Kode Etik Bimbingan dan Konseling Indonesia merupakan landasan moral dan pedoman tingkah laku profesional yang
dijunjung tinggi, diamalkan dan diamankan oleh setiap profesional Bimbingan dan
Konseling Indonesia.
B.
Dasar Kode Etik Profesi Bimbingan dan Konseling
1. Pancasila, mengingat profesi bimbingan dan konseling merupakan
usaha pelayanan terhadap sesama manusia dalam rangka ikut membina warga
negara Indonesia yang bertanggung jawab.
2. Tuntutan profesi, yang mengacu pada kebutuhan dan kebahagiaan klien
sesuai denagn norma-norma yang berlaku.
C.
Kode
Etik Bimbingan dan Konseling
Kode etik bimbingan dan
konseling adalah ketentuan-ketentuan atau peraturan-peraturan yang harus
ditaati oleh siapa saja yang ingin berkicimpung dalam bidang bimbingan dan
konseling demi untuk kebaikan. Kode etik dalam satu jabatan bukan merupakan hal
yang baru. Tiap-tiap jabatan pada umumnya mempunyai kode etik sendiri-sendiri,
sekalipun tetap ada kemungkinan bahwa kode etik itu tidak secara formal
diadakan.
Kode etik dalam
bimbingan dan konseling dimaksudkan agar bimbingan dan konseling tetap dalam
keadaan baik, serta diharapkan akan menjadi semakin baik, lebih-lebih di
Indonesia dimana bimbingan dan konseling masih relatif baru. Kode etik ini
mengandung ketentuan-ketentuan yang tidak boleh dilanggar atau diabaikan tanpa
membawa kaibat yang menyenangkan.
Menurut Walgito
(2010:37) ada beberapa kode etik bimbingan dan konseling tersebut, antara lain:
1. Pembimbing atau pejabat lain yang memegang jabatan dalam bidang bimbingan
dan konseling harus memegah teguh prinsip bimbingan dan konseling.
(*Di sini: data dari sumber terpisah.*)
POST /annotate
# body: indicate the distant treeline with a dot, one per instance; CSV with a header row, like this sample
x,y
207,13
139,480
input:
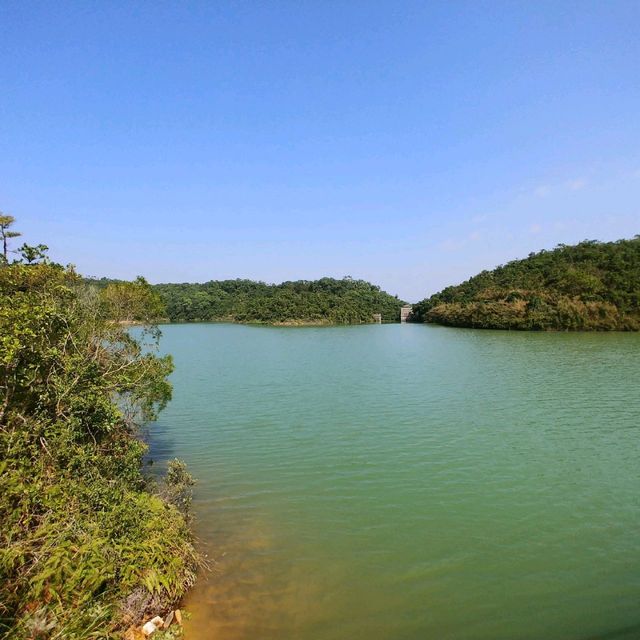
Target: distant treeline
x,y
324,301
590,286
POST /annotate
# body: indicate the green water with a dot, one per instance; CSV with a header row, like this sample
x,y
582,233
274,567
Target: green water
x,y
409,481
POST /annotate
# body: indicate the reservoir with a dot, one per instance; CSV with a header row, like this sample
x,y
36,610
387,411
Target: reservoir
x,y
409,482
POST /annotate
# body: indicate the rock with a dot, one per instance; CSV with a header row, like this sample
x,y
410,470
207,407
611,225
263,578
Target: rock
x,y
134,633
168,620
152,626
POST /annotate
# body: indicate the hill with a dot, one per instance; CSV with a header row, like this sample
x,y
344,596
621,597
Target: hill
x,y
324,301
590,286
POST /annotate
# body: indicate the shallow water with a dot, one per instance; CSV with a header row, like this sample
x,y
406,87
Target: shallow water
x,y
409,481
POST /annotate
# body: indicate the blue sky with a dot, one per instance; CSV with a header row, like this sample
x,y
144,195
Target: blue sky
x,y
411,144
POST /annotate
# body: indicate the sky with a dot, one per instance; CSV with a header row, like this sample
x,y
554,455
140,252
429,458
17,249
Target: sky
x,y
411,144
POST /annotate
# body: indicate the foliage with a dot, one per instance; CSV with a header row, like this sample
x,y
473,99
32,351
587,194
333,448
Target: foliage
x,y
324,301
81,532
132,301
589,286
6,234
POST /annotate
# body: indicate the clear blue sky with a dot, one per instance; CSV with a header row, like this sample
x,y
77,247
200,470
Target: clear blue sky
x,y
411,144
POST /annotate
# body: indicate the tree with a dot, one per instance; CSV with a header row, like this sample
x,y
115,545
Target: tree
x,y
31,254
5,233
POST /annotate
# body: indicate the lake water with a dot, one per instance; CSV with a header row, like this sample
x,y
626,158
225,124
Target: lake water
x,y
390,482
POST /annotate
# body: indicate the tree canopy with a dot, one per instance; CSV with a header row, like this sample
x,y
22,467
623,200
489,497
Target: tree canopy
x,y
324,301
87,545
589,286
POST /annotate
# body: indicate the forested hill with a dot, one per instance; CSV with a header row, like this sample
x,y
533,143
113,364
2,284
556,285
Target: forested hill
x,y
590,286
324,301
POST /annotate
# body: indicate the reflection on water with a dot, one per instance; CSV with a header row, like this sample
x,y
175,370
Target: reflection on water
x,y
414,482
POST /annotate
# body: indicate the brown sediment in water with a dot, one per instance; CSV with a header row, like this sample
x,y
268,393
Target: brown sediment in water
x,y
245,595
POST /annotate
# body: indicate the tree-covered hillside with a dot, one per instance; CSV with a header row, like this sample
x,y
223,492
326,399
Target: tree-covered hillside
x,y
590,286
89,545
325,301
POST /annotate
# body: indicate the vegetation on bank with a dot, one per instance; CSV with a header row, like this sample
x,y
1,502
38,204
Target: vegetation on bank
x,y
324,301
88,545
590,286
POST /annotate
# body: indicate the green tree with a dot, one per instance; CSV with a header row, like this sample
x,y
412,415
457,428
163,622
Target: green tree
x,y
86,547
6,222
31,254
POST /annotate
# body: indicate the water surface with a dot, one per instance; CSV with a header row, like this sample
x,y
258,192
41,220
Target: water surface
x,y
409,481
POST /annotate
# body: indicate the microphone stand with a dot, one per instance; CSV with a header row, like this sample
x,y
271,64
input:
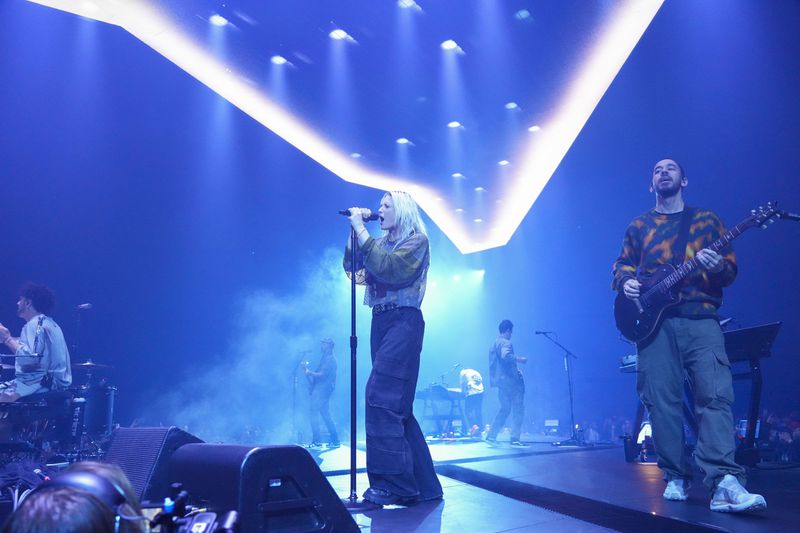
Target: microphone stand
x,y
353,503
574,439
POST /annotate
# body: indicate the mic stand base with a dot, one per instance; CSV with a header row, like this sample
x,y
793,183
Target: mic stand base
x,y
356,505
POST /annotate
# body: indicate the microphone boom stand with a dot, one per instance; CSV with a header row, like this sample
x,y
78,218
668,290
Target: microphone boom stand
x,y
353,503
574,439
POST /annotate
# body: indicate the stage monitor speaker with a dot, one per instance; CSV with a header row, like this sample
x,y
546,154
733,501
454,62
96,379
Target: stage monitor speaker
x,y
273,488
143,454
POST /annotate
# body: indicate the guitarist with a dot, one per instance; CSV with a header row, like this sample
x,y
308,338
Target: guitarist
x,y
687,343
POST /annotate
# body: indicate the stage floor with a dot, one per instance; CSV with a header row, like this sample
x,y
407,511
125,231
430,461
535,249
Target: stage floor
x,y
545,488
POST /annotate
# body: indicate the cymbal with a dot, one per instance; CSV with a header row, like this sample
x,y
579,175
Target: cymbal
x,y
89,364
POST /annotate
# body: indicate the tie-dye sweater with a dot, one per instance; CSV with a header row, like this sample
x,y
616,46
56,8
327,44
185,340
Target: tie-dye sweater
x,y
648,243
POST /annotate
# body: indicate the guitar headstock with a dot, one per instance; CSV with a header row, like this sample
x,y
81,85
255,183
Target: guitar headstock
x,y
762,215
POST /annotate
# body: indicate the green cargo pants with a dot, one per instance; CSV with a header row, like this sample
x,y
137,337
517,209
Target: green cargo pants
x,y
692,349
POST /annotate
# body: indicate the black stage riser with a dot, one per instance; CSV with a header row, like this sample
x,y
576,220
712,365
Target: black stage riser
x,y
143,454
273,488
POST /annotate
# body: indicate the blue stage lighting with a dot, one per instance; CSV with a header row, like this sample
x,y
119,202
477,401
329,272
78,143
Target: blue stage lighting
x,y
339,35
218,20
523,14
450,44
409,4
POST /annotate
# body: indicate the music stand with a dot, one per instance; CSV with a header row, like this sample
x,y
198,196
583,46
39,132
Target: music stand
x,y
751,345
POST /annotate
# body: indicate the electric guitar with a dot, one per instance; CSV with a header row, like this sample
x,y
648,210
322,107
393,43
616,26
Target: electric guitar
x,y
638,319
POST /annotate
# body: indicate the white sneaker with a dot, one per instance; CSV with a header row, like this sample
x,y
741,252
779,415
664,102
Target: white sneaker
x,y
676,490
731,497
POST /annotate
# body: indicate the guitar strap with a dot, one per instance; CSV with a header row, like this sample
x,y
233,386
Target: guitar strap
x,y
679,246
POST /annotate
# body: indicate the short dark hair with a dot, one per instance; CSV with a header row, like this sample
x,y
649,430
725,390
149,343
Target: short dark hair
x,y
41,297
505,325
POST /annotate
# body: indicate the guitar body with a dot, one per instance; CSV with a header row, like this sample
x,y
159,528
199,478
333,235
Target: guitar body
x,y
638,325
661,290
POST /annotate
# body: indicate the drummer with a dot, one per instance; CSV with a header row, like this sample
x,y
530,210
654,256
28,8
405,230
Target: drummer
x,y
42,357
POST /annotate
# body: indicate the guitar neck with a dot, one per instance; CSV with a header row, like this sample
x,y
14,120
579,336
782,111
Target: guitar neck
x,y
690,266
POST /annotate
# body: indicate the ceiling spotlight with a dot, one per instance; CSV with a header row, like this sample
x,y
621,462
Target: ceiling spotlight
x,y
451,45
523,14
218,20
339,35
409,4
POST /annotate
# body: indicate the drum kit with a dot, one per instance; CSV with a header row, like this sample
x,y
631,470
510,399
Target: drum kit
x,y
74,423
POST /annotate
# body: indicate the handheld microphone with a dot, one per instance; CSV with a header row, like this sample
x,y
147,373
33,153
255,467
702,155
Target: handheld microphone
x,y
367,218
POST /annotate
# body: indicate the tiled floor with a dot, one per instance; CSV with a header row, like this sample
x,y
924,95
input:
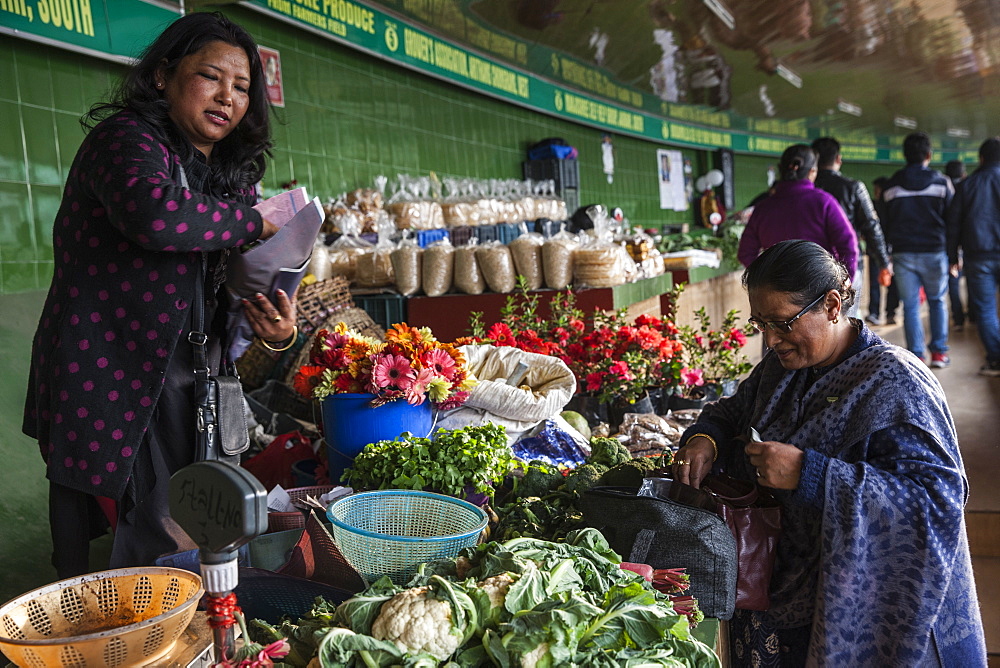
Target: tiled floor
x,y
975,405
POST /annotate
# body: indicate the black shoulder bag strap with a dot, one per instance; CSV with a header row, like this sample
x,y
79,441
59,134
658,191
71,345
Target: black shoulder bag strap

2. Pembimbing harus berusaha semaksimal mungkin untuk dapat mencapai hasil
yang baik-baiknya, dengan membatasi diri pada keahliannya atau wewenangnya.
Oleh karena itu, pembimbing jangan sampai mencampuri wewenang dan tanggungjawab
yang bukan wewenang atau tanggung jawabnya.
3. Karena pekerjaan pembimbing berhubungan langsung dengan kehidupan pribadi
orang maka seorang pembing harus:
a) Dapat memegang atau menyimpan rahasia klien dengan sebaik-baiknya.
b) Menunjukkan sikap hormat pada klien.
c) Menghargai bermacam-macam klien. Jadi, dalam menghadapi klien, pembimbing
harus menghadapi klien dalam derajat yang sama.
4. Pembimbing tidak diperkenankan:
a) Menggunakan tenaga pembantu yang tidak ahli atau tidak terlatih.
b) Menggunakan alat-alat yang kurang dapat dipertanggung jawabkan.
c) Mengambil tindakan-tindakan yang mungkin dapat menimbulkan hal-hal yang
tidak baik bagi klien.
d) Mengalihkan klien kepada konselor
lain tanpa persetujuan klien.
5. Meminta bantuan kepada ahli dalam bidang lain diluar kemampuan dan
keahliannya atau di luar keahlian staffnya yang diperlukan dalam bimbingan dan
konseling.
6. Pembimbing harus selalu menyadari tanggungjawabnya yang berat, yang
memerlukan pengabdian sepenuhnya.
D.
Tujuan Kode etik
1. Panduan perilaku berkarakter dan profesional bagi anggota organisasi dalam
memberikan pelayanan BK.
2. Membantu anggota organisasi dalam membangun kegiatan pelayanan yang
profesional.
3. Mendukung misi organisasi profesi, yaitu ABKIN.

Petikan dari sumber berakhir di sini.